Should Tim Geithner be indicted?
The emails obtained by Cong. Darryl Issa (R-CA), which I have seen and reviewed, reveal a conspiracy among lawyers for AIG and the NY Fed to conceal from the SEC the nature and extent of AIG’s true indebtedness and its stated intention to pay certain vendors (among them the publicly-hated Goldman Sachs) one hundred cents on the dollar. While I have not heard any defense of this nefarious informal agreement, it does raise serious concerns. These emails are now to be the subject of scheduled hearings in the House and now requested hearings in the Senate.
It is a federal crime to falsify documents involved in a loan from a federally-insured bank, unless the matter was immaterial to the loan. Thus, if one intentionally gave a false address on an application to purchase a $1000 savings bond, one could be prosecuted; but if one inadvertently left off a zip code, a prosecution would be highly unlikely. This was a case involving a revolving movement of nearly $185 billions between and among the Treasury, the NY Fed, JPMorgan Chase, and AIG. Leaving out the name, amount, and intended payment to a creditor of $13 billions would surely satisfy the material misrepresentation requirement of the statute that criminalizes such omissions. The fact that “the government told me to do it” is not only not a defense, but may (and should) implicate whoever in the government counseled in favor of such omissions.

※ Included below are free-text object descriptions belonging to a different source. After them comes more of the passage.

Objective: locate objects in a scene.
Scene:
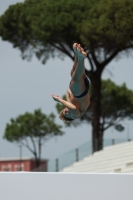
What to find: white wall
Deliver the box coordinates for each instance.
[0,173,133,200]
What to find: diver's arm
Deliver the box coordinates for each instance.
[51,94,76,110]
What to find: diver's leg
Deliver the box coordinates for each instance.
[72,44,86,78]
[70,43,78,77]
[70,44,87,96]
[70,56,78,77]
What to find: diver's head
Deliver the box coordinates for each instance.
[59,108,74,122]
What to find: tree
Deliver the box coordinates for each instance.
[56,79,133,150]
[1,0,133,152]
[3,109,64,169]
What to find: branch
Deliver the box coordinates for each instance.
[41,134,53,146]
[29,134,37,156]
[91,51,99,67]
[101,44,133,70]
[123,45,133,51]
[104,122,114,131]
[19,139,35,154]
[38,135,42,161]
[81,114,92,122]
[59,42,74,60]
[87,53,94,71]
[50,42,74,60]
[101,49,119,70]
[101,115,115,131]
[103,115,124,131]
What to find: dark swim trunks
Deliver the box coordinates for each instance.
[65,77,90,121]
[74,77,89,98]
[64,116,74,121]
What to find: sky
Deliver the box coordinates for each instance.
[0,0,133,162]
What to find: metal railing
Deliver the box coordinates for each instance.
[48,138,132,172]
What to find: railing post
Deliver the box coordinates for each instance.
[76,148,79,162]
[112,139,115,145]
[56,158,59,172]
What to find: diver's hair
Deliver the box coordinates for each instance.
[59,110,74,122]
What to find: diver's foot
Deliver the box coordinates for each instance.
[73,43,87,59]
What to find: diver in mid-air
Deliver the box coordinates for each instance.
[52,43,90,122]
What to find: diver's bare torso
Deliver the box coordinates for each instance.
[66,88,90,116]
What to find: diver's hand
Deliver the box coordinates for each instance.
[51,94,62,103]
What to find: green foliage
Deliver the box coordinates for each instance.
[56,95,66,114]
[79,0,133,49]
[115,124,124,132]
[56,79,133,132]
[4,109,64,142]
[1,0,133,63]
[101,79,133,120]
[0,0,84,62]
[4,109,64,168]
[1,0,133,151]
[99,79,133,132]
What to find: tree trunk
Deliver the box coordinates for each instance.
[99,127,104,151]
[37,137,42,171]
[35,158,40,171]
[32,136,42,171]
[91,73,102,153]
[34,152,40,171]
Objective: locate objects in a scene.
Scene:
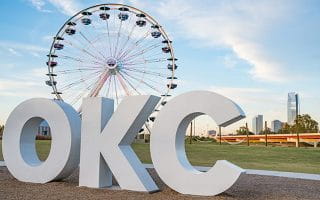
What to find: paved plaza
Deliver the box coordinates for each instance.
[1,166,320,200]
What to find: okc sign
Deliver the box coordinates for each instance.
[2,91,246,196]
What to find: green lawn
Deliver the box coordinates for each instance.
[1,140,320,174]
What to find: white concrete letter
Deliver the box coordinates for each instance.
[2,98,81,183]
[79,95,160,192]
[150,91,246,196]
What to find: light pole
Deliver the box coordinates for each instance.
[189,121,193,144]
[295,93,300,148]
[246,122,249,146]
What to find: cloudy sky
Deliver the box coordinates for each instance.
[1,0,320,133]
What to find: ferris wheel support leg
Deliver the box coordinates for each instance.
[144,123,152,143]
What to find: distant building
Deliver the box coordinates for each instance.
[287,92,299,125]
[38,120,51,136]
[271,120,282,133]
[208,130,217,136]
[252,115,263,135]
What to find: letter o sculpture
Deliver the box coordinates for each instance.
[2,98,81,183]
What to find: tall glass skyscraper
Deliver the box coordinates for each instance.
[287,92,299,125]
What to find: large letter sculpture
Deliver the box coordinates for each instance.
[79,95,160,192]
[2,98,81,183]
[150,91,246,196]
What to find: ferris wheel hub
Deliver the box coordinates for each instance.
[106,58,117,69]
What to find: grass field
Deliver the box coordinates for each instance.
[1,140,320,174]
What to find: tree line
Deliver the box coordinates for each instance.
[278,114,318,134]
[236,114,319,135]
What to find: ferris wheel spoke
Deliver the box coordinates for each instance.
[68,34,106,61]
[121,67,167,78]
[118,72,141,95]
[124,58,168,66]
[114,20,123,58]
[63,40,106,64]
[111,9,117,57]
[59,71,102,91]
[79,31,108,60]
[122,42,165,63]
[69,77,103,105]
[56,68,102,75]
[123,65,167,69]
[118,29,151,60]
[89,70,111,97]
[113,76,119,105]
[115,73,130,96]
[105,20,113,57]
[58,55,105,66]
[121,43,161,63]
[105,76,112,98]
[121,71,162,94]
[57,55,106,67]
[122,69,167,87]
[124,50,165,65]
[115,12,136,58]
[70,93,84,105]
[116,23,137,59]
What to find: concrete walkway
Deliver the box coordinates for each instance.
[245,169,320,181]
[143,164,320,181]
[1,161,319,181]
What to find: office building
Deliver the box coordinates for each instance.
[271,120,282,133]
[252,115,263,135]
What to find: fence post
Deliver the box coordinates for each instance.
[265,121,268,147]
[219,126,222,145]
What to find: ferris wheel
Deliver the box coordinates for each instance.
[45,4,178,129]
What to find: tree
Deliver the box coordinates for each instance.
[293,114,318,133]
[236,126,246,135]
[262,127,271,135]
[0,125,4,137]
[278,123,291,134]
[236,126,254,135]
[278,114,319,134]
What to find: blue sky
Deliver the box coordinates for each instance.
[1,0,320,133]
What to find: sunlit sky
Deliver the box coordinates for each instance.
[1,0,320,134]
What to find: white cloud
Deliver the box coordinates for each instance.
[0,79,37,91]
[0,76,50,124]
[30,67,47,78]
[28,0,80,16]
[0,68,50,98]
[223,54,241,69]
[154,0,296,82]
[209,86,270,104]
[47,0,81,16]
[8,48,21,56]
[0,40,47,53]
[28,0,52,12]
[42,35,54,42]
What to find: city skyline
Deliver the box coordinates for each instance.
[1,0,320,134]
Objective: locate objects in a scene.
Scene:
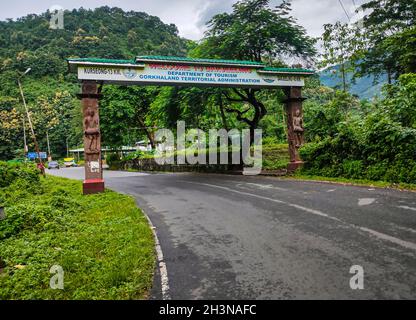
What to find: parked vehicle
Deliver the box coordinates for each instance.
[64,158,78,167]
[47,161,60,170]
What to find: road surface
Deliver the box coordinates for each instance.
[48,167,416,299]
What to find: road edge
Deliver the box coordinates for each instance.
[140,206,171,300]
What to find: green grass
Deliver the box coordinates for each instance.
[261,144,290,170]
[0,175,155,300]
[287,174,416,191]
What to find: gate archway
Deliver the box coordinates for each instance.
[67,55,314,194]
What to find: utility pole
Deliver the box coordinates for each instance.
[17,68,45,176]
[46,129,52,161]
[22,116,28,158]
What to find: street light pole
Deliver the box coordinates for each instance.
[46,129,52,161]
[22,116,28,157]
[17,68,45,175]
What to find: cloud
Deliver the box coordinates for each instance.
[0,0,370,41]
[196,0,234,28]
[194,0,284,37]
[291,0,368,38]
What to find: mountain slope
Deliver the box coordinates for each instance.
[0,7,190,159]
[319,65,388,100]
[0,7,190,79]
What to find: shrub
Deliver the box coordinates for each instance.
[300,77,416,185]
[106,153,121,170]
[300,116,416,184]
[0,175,155,300]
[123,150,145,161]
[0,204,56,240]
[341,160,363,179]
[365,162,389,181]
[0,162,39,188]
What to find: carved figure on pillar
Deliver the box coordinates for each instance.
[79,81,104,195]
[84,107,100,154]
[293,108,304,148]
[285,87,305,172]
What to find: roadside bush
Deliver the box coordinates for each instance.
[0,204,56,240]
[106,152,121,170]
[48,188,83,212]
[123,150,146,161]
[261,143,290,170]
[365,161,389,181]
[301,115,416,183]
[382,73,416,128]
[300,76,416,185]
[0,178,44,206]
[0,162,39,188]
[341,160,364,179]
[0,174,155,300]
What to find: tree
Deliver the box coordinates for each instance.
[148,86,229,134]
[320,22,358,92]
[0,97,22,159]
[191,0,316,141]
[0,6,190,158]
[100,86,160,149]
[46,91,78,157]
[355,0,416,82]
[381,26,416,75]
[382,73,416,128]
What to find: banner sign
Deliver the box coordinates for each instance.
[27,152,47,160]
[77,63,305,88]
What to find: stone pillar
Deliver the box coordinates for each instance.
[78,81,104,195]
[284,87,306,172]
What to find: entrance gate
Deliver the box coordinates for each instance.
[67,56,314,194]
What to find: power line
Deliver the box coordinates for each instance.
[351,0,358,12]
[338,0,351,21]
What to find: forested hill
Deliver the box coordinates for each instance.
[0,6,190,78]
[319,65,387,100]
[0,7,190,159]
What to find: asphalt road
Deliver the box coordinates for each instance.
[48,167,416,299]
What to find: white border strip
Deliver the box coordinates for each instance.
[68,61,146,69]
[142,209,171,300]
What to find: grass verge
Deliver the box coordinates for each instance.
[286,174,416,192]
[0,175,155,300]
[261,144,290,170]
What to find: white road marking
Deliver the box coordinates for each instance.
[142,209,171,300]
[398,205,416,212]
[327,189,336,193]
[358,198,376,206]
[181,181,340,222]
[359,227,416,251]
[243,183,287,191]
[391,224,416,234]
[180,181,416,252]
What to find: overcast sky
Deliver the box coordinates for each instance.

Though we do not know, and I have not seen evidence of, any personal knowledge of any of this by the senior official at the NY Fed at the time, current Treasury Secretary Timothy Geithner, it is difficult to believe that he would not have known of any of this. It is clear that senior personnel in the legal department of the NY Fed did know of it. The lawyers would no doubt say, in their own defense, that they were the bank’s lawyers, they and the bank knew of AIG’s intentions with respect to Goldman Sachs, and thus that fact did not need to have been in writing. Since the Fed knew well where its money was going, there was no harm and thus no foul. Unfortunately for the Fed’s lawyers and AIG’s lawyers and executives, the surreptitious revelation through word of mouth of that which the law requires to be stated in writing does not fulfill the statutory requirements.
Could it be that the single largest federal bailout in history was procured by fraud–fraud in which the feds themselves participated–and the government actually counseled IN FAVOR OF CRIMINAL BEHAVIOR? Only in America. But don’t hold your breath expecting any federal prosecutions here. We might, however, just see an affirmation of federalism; since the acts complained of here–alleged fraud in the procurement of a loan–are a violation of New York State law as well as federal law, and the conspiracy–if such it was–occurred here in New York, and since New York has a politically ambitious Attorney General who wants to live in the Governor’s Mansion (where he once resided as a child), who doesn’t give a hoot what the feds think, he just might seek some state indictments of federal officials.